How do we build joyful futures? Who gets to imagine and invent them? And what can hacking a Breast Pump teach us about designing for equity?
Many narratives about innovation and progress center the “lone genius” and his or her (usually his) ambitions to change the world with a singular, visionary idea. But this is not how radically better futures are imagined and created—instead, they are created in community, often unrecognized and unsupported by institutions that broadcast visions of the future. As a technology designer at the MIT Media Lab, I challenge my institution to consider: whose voices must be centered in our innovation spaces to imagine and build many possible utopias and preferable futures?
I will share what my team is doing to change how institutions like ours undertake “innovation work.” In particular, we reimagine the hackathon—a staple in technology design spaces—to center equity and inclusion, focus on marginalized and stigmatized topics, value non-technical skills, and ask technologists to contend with systemic and policy issues. I’ll share the work that goes into organizing large-scale, inclusive community innovation events, lessons learned from the ways that we messed up and changed course, and where we’re headed next.
It’s not enough to gather a diverse group of people, expecting them to magically arrive at a radically better future. In fact, doing so is likely to surface tensions. Bringing people together to design for equity requires cultivating a spirit of joy and play, which helps people and institutions build relationships across lines of difference. Approaching this work with a generative spirit, and prioritizing the comfort of people who have been made to feel unwelcome in innovation spaces, are key to both community-building and creative problem-solving.
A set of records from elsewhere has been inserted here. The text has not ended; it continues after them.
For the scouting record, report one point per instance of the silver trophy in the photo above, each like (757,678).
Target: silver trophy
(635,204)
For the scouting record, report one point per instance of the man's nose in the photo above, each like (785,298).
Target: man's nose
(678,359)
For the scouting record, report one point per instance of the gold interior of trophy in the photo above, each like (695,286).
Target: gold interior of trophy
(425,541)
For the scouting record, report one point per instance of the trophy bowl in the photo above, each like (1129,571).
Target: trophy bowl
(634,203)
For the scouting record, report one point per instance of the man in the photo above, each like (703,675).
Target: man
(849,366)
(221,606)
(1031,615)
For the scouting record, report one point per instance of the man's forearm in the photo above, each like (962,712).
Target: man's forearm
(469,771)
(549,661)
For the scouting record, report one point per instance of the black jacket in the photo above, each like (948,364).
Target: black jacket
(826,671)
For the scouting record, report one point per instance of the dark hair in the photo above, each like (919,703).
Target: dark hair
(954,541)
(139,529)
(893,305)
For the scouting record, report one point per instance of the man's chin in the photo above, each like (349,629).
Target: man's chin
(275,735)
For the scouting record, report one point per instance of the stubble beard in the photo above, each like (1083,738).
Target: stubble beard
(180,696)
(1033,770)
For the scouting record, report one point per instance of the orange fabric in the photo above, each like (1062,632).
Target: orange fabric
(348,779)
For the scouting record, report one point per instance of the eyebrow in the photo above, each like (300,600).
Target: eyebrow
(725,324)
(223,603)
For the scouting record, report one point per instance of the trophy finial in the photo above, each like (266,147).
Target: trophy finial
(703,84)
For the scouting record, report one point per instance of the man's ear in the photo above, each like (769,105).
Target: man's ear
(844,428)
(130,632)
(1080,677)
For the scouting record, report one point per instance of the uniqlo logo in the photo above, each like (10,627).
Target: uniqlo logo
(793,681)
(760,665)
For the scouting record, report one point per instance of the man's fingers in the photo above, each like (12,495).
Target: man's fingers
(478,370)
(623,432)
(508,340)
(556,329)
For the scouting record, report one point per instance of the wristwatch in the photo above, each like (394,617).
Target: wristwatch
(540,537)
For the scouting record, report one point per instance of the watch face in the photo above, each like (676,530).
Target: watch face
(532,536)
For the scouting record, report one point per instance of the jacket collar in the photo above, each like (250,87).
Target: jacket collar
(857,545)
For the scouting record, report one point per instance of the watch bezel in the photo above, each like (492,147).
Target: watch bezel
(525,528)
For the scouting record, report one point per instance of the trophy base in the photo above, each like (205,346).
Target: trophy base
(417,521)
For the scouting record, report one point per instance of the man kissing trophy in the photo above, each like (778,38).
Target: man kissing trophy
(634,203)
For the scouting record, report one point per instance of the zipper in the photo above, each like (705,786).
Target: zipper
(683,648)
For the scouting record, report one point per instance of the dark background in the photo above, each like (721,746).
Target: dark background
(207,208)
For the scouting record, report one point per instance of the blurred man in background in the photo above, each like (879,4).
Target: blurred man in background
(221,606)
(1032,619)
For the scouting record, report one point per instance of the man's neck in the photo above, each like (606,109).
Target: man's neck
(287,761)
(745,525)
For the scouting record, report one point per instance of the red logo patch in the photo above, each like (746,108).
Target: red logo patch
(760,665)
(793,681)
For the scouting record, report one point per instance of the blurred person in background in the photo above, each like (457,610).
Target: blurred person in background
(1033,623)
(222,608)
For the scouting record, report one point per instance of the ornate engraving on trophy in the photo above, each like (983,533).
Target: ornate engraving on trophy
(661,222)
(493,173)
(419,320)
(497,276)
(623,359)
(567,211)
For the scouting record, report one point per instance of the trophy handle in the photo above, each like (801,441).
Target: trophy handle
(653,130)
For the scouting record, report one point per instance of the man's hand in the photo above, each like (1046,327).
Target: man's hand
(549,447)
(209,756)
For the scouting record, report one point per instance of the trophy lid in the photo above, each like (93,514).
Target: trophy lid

Joy and play act as strategies of resistance in toxic times — they help restore us so that we can do the difficult and creative work of tackling systemic problems, together.
In other words, Alexis and her team took the time to learn the full nature of a problem domain, built a community with those already in that space, and only then began to write the language of the program/programme to find the ways to address the problem.
I’m not sure Laboria Cuboniks would agree but this sounds XF to me.